# Neuanfang



## BlueCobra (8. Juli 2009)

Hallo liebe Rollenspieler,

Also ich hab keine lust mehr an wahn "höher, schneller, weiter" und wollte mich mal nach etwas neuen umschauen.
Zu meinen WoW spiel bisher:
Also ich habe auf einem PvP Server angefangen Magierin dort bis 70 gespielt dann fing es an einfach nicht mehr zu gehen weil einfach zu viele anders dachten als ich.
Mein plan also anderer Server neues glück diesmal PvE dort habe ich dann eine Schamanin auf level 80 gespielt dann fing es eingentlich genauso an ich wollte mal dies mal das was aber keiner ernst nahm weil alle nur hinter epics  her waren. Na ja auf jeden fall hab ich noch solo nen wenig gespielt auch die eine oder andere ini aber die luft war raus.

Was ich suche ist neue freude am spiel und leute die nicht hetzten oder dich als looser hinstellen nur weil du nicht das epic hast oder noch nie in der ini warst.
Also lange rede kurzer sinn:  RP PvP oder PvE ist mir egal ne gemeinschaft mit der man sich unterhalten kann und wieder freude am spiel und an kleinigkeiten findet. 
Ich würde so gern mit dem richtigen lvl die Aufgaben im spiel machen und auch mal am rand das eine oder andere ziel oder herausforderung meistern.

Also wer kann mir einen RP- Server nenen und eine Gilde am besten auf seiten der allianz die einigermaßen das erfüllt was ich möchte.

LG Cobra

PS: Frage ist es ein "no go" auf einem RP einen w char spielen wenn man in rl m ist???


----------



## BigBadBull (8. Juli 2009)

Mir ging es damals ähnlich wie dir. Habe auch vorher nur auf PvP Servern gespielt und war davon halt irgendwann nicht mehr angetan. Bin dann auf die Forscherliga gegangen und hab dort neu angefangen und es war die beste Entscheidung die ich treffen konnte. Ohne große Ahnung von den anderen RP-Servern zu haben (welche schätzungsweise einen gleich guten Standard haben) kann ich die gute alte Forscherliga nur empfehlen. Türlich gibt es auch Querschläger und Epicverehrer. Aber die sind auf jedem Server denk ich normal. 

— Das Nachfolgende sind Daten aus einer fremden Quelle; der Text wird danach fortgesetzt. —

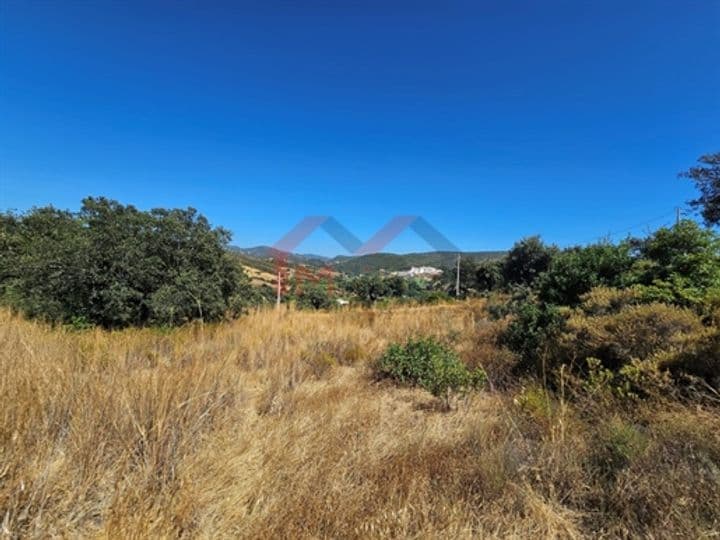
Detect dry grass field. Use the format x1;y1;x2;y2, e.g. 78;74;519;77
0;301;720;538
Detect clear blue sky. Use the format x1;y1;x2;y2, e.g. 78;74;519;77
0;0;720;254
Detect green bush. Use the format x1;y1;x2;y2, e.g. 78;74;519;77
0;198;249;328
375;338;485;404
499;300;565;373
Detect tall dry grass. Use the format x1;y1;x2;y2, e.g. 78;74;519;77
0;302;720;538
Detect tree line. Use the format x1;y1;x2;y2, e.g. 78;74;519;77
0;197;252;328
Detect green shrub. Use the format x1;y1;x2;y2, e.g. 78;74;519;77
375;338;485;404
593;416;649;479
499;301;565;372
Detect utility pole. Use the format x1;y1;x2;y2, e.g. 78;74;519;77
275;265;282;309
455;253;460;298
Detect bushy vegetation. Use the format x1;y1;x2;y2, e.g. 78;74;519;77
0;198;254;328
375;337;485;404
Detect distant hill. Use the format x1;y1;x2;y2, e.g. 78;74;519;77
230;246;330;266
330;251;505;275
231;246;505;275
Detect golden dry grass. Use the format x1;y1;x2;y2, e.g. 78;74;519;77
0;301;720;538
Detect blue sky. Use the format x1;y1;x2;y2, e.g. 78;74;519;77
0;0;720;254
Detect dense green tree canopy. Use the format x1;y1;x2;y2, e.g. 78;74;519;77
0;198;249;328
680;152;720;225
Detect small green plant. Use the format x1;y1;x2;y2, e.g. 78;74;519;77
594;417;649;479
375;338;486;406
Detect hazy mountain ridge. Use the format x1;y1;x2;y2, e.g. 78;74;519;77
230;246;505;274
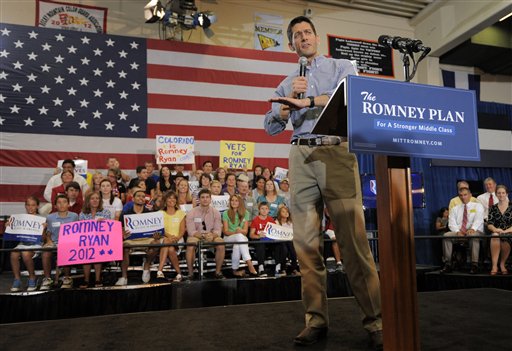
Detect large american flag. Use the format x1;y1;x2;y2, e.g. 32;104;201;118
0;23;297;215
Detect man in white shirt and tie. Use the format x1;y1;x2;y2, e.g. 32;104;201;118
441;188;484;274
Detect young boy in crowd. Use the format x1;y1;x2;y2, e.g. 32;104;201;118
41;194;78;290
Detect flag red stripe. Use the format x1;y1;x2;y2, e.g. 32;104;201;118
0;150;288;170
147;65;285;88
148;94;270;114
147;39;297;63
148;124;292;144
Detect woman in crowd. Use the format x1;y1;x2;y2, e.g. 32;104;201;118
487;185;512;275
256;179;287;219
78;193;112;289
11;196;41;292
100;179;123;221
51;171;76;212
222;194;258;277
436;207;450;234
107;168;126;204
276;206;300;275
156;166;173;193
252;175;265;200
156;191;186;282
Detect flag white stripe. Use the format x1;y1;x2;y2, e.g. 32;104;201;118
148;79;275;102
147;49;298;76
148;108;293;130
0;133;290;158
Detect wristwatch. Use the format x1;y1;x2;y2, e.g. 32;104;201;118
308;96;315;108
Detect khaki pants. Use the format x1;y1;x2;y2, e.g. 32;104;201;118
290;142;382;332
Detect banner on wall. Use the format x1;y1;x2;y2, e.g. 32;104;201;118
254;13;284;51
36;0;108;33
3;213;46;244
57;219;123;266
219;140;254;169
156;135;195;164
327;34;395;78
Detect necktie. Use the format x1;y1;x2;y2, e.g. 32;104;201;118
460;205;468;234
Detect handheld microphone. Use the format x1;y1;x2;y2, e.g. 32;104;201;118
297;56;308;99
378;35;431;54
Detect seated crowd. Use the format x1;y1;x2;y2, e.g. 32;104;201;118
436;178;512;275
11;157;341;292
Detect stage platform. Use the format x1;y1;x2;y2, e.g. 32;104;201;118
0;266;512;323
0;289;512;351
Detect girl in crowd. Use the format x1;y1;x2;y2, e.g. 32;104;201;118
100;179;123;221
487;185;512;275
215;167;227;186
252;175;265;200
51;171;76;208
176;179;195;212
251;165;263;189
436;207;450;234
156;166;173;193
156;191;186;282
222;194;258;277
222;173;238;195
78;193;112;289
107;168;126;204
256;179;287;218
276;206;300;275
11;196;41;292
210;180;224;195
41;194;78;290
85;172;103;196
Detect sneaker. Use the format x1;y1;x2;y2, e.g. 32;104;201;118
142;269;151;283
61;277;73;289
11;279;21;292
335;262;345;273
116;277;128;286
27;279;37;291
39;278;53;290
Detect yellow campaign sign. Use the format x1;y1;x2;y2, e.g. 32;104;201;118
258;34;280;50
219;140;254;169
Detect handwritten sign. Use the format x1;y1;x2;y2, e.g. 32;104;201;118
155;135;195;164
36;0;108;33
124;211;164;239
57;160;87;176
219;140;254;169
264;222;293;241
274;167;288;182
212;195;229;212
57;219;123;266
4;213;46;244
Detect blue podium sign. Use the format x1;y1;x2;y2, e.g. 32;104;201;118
347;76;480;161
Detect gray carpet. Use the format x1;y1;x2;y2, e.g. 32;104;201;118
0;289;512;351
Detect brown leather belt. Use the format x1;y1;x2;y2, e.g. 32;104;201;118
291;135;347;146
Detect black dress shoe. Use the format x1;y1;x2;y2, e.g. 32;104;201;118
439;263;453;274
469;264;478;274
368;330;384;351
293;327;328;345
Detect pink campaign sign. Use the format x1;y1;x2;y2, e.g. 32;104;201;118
57;219;123;266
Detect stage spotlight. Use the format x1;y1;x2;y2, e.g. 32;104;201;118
144;0;165;23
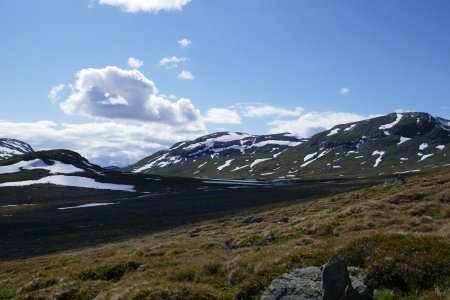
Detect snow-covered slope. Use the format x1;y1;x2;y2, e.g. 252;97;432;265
125;113;450;179
0;138;33;160
0;150;135;192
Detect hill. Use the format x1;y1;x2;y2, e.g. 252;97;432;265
0;167;450;299
0;138;34;160
125;113;450;179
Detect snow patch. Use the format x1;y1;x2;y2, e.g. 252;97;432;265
58;203;119;210
250;157;272;169
397;136;411;145
379;114;403;130
327;128;341;136
303;152;317;161
0;158;84;174
344;124;356;131
372;150;386;168
419;143;428;150
217;159;234;171
0;175;136;192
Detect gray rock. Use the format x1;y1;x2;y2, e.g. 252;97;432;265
261;267;322;300
383;177;406;187
261;257;373;300
322;255;352;300
242;216;264;224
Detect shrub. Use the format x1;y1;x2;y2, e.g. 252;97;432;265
76;262;139;282
340;235;450;291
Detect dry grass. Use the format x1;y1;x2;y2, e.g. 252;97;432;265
0;168;450;299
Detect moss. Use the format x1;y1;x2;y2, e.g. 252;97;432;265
0;289;16;300
340;235;450;291
76;262;140;282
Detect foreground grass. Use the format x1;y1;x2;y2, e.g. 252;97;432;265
0;169;450;299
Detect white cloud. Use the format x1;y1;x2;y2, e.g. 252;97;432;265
178;39;192;48
339;87;350;95
47;84;66;103
159;56;186;69
60;66;201;125
128;57;144;69
268;112;371;137
203;108;241;124
98;0;191;13
178;70;194;80
0;120;207;166
243;105;304;118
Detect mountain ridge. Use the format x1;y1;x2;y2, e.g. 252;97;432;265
124;112;450;179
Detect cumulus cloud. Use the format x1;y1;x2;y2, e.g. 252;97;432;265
268;112;369;137
98;0;191;13
178;70;194;80
60;66;200;125
203;108;241;124
128;57;144;69
178;39;192;48
159;56;186;69
243;105;304;118
47;84;66;103
0;120;207;166
339;87;350;95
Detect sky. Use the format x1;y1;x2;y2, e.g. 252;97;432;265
0;0;450;166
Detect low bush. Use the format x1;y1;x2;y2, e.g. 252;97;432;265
340;235;450;291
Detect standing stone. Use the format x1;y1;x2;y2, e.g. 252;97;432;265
322;255;352;300
261;267;322;300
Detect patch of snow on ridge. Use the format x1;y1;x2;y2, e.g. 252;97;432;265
419;154;433;161
58;203;119;210
344;124;356;131
379;114;403;130
327;128;341;136
250;157;272;169
372;150;386;168
231;165;249;172
300;149;332;168
419;143;428;150
397;136;411;145
0;175;136;192
252;140;303;147
0;158;84;174
303;152;317;161
217;159;234;171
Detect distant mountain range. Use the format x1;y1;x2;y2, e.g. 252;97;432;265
0;113;450;180
0;138;34;160
124;112;450;179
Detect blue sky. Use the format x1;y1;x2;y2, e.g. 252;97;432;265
0;0;450;165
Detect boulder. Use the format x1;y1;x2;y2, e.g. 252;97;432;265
383;177;406;187
261;267;322;300
261;256;373;300
322;255;352;300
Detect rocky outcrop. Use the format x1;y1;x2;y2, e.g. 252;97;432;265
261;256;373;300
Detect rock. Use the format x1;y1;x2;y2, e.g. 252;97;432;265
383;177;406;187
322;255;352;300
261;267;322;300
261;256;373;300
242;216;264;224
278;217;289;224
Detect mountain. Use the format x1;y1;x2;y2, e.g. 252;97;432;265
0;138;34;160
124;112;450;179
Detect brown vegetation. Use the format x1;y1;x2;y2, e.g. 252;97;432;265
0;168;450;299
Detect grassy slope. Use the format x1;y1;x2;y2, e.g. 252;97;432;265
0;168;450;299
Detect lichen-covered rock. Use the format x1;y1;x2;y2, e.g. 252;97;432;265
261;267;322;300
322;255;352;300
261;256;373;300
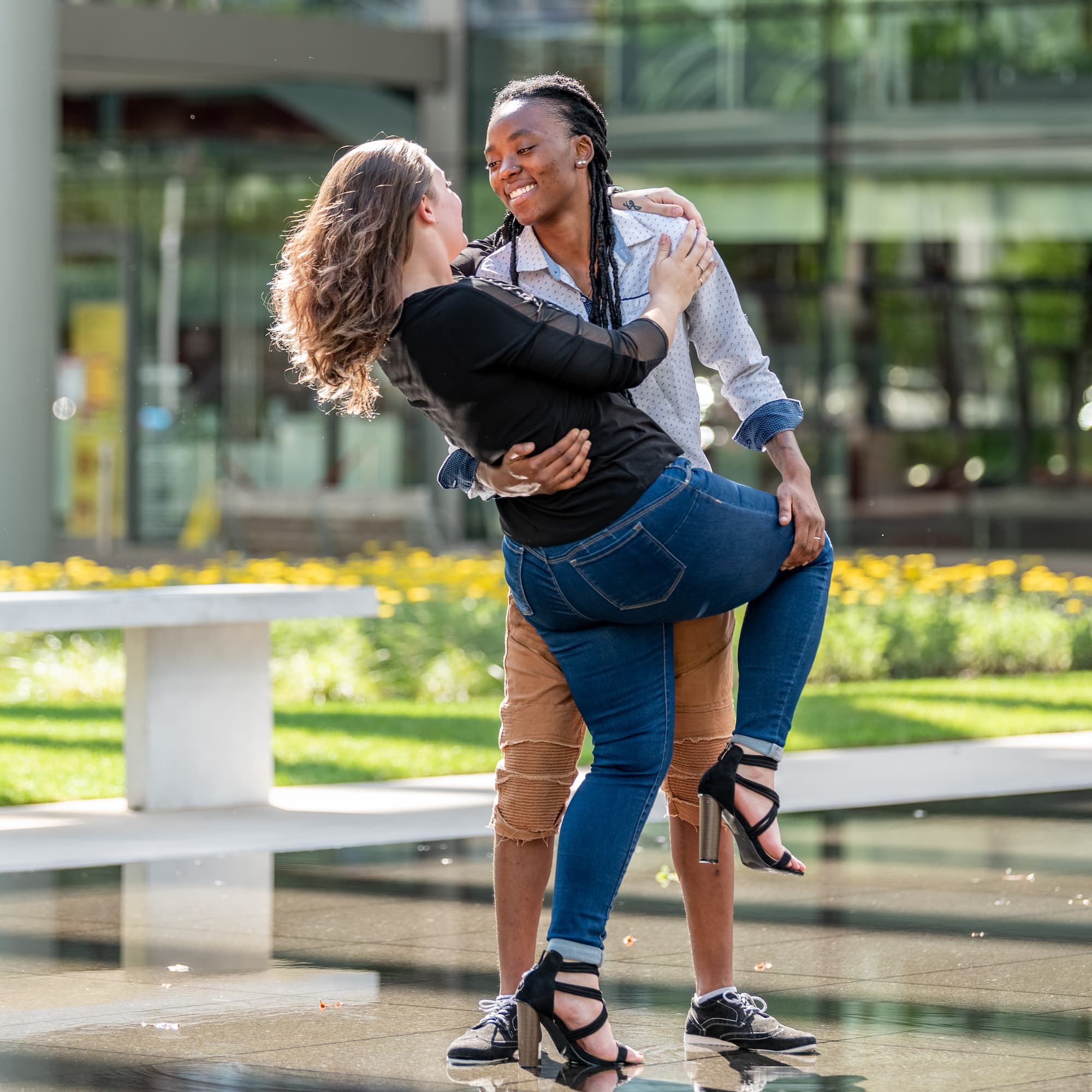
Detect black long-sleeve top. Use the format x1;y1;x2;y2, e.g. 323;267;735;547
379;277;682;546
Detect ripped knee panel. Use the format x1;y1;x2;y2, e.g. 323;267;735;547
490;739;580;842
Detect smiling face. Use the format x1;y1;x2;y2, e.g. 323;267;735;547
485;99;593;226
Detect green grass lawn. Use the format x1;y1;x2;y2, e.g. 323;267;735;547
0;672;1092;804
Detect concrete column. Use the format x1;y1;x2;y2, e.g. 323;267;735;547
0;0;58;562
417;0;467;542
126;622;273;811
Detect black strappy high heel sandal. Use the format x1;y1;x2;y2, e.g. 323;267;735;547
515;950;638;1069
698;744;804;876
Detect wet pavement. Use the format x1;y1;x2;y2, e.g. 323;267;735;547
0;793;1092;1092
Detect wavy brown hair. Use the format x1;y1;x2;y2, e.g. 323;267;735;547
270;136;432;417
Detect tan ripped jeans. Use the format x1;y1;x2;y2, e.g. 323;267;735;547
492;598;735;842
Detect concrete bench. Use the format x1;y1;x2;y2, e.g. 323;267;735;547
0;584;377;811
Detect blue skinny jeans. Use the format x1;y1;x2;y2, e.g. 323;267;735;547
503;459;833;964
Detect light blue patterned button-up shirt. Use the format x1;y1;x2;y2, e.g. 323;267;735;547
439;210;804;497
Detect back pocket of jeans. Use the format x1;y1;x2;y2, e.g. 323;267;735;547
570;523;686;610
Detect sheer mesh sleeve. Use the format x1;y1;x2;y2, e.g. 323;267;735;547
464;278;668;393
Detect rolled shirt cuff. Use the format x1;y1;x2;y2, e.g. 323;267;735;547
732;399;804;451
436;448;477;492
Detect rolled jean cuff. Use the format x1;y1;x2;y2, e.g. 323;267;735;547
546;937;603;966
728;732;785;762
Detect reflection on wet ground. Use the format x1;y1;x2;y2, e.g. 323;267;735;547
0;793;1092;1092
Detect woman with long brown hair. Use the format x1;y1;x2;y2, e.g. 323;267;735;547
273;139;831;1064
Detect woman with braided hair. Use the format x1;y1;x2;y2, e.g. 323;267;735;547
272;126;832;1065
486;74;622;327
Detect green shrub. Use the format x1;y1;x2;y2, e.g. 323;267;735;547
871;595;960;679
810;604;890;681
956;600;1073;675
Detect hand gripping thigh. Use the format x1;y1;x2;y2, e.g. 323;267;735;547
491;598;590;842
664;610;736;827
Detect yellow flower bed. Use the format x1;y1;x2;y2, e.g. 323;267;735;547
830;554;1092;614
0;549;1092;615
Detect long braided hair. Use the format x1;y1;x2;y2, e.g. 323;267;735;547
492;72;622;328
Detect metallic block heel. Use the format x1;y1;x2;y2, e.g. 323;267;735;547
698;743;804;876
698;795;721;865
515;1001;543;1069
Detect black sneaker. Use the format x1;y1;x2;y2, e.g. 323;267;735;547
448;994;519;1066
682;994;818;1054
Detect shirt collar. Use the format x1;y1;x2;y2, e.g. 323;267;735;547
515;209;653;287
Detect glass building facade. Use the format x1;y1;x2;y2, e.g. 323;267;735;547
54;0;1092;551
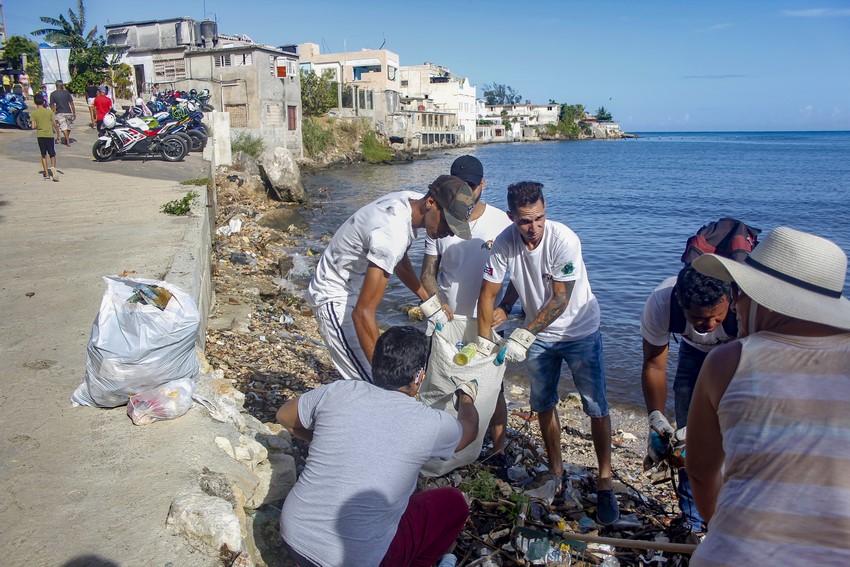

Hier der Link zum Forscherliga Forum falls du dich ein bißchen informieren willst.

Da ich Hordler bin kenn ich mich nur flüchtig mit den Allianzgilden aus, deswegen schau dich am besten einfach ein wenig im Forum um. Freundliche Leute findest du bei den Allianzler bestimmt auch.

In diesem Sinne
Rektan, Meuchelmörder der Sektion Sonnensturm

P.S. Selbstverständlich kannst du im RP auch eine Frau spielen. Es geht ja genau darum eine *Rolle* zu spielen und nicht den Spieler am PC darzustellen. Würde mir z.B. super schwer fallen nen männlichen Heiler mit voller Überzeugung im RP unterzubringen. Schlüpf einfach in die Rolle die du interessant findest.


----------



## MrGimbel (8. Juli 2009)

Ich hab aus ähnlichen Gründen von einem PvP auf einen RP-Realm (Die Aldor) gewechselt. Ich spiele dort 3 Klassen mehr oder weniger intensiv, mit meinem Magier bin ich in einer RP-Gilde, die so einmal die Woche ein RP- Event veranstaltet. Zusätzlich gibt es auch noch genug Leute, die spontan etwas auf die Beine stellen wollen. 
Ich würde mal behaupten, der größte Unterschied zu anderen Realms ist, dass auf Rp-Realms viel mehr getwinkt wird. Der Vorteil liegt auf der Hand, im unteren Levelbereich ist viel mehr los. Ich hab bisher keine Probleme gehabt, eine Gruppe für Inis zu finden, selbst eher unpopuläre Inis wie Gnomeregan hab ich mit meinem Magier und Krieger jeweils 2mal gemacht, ohne einem Highlevel hinterher zu laufen.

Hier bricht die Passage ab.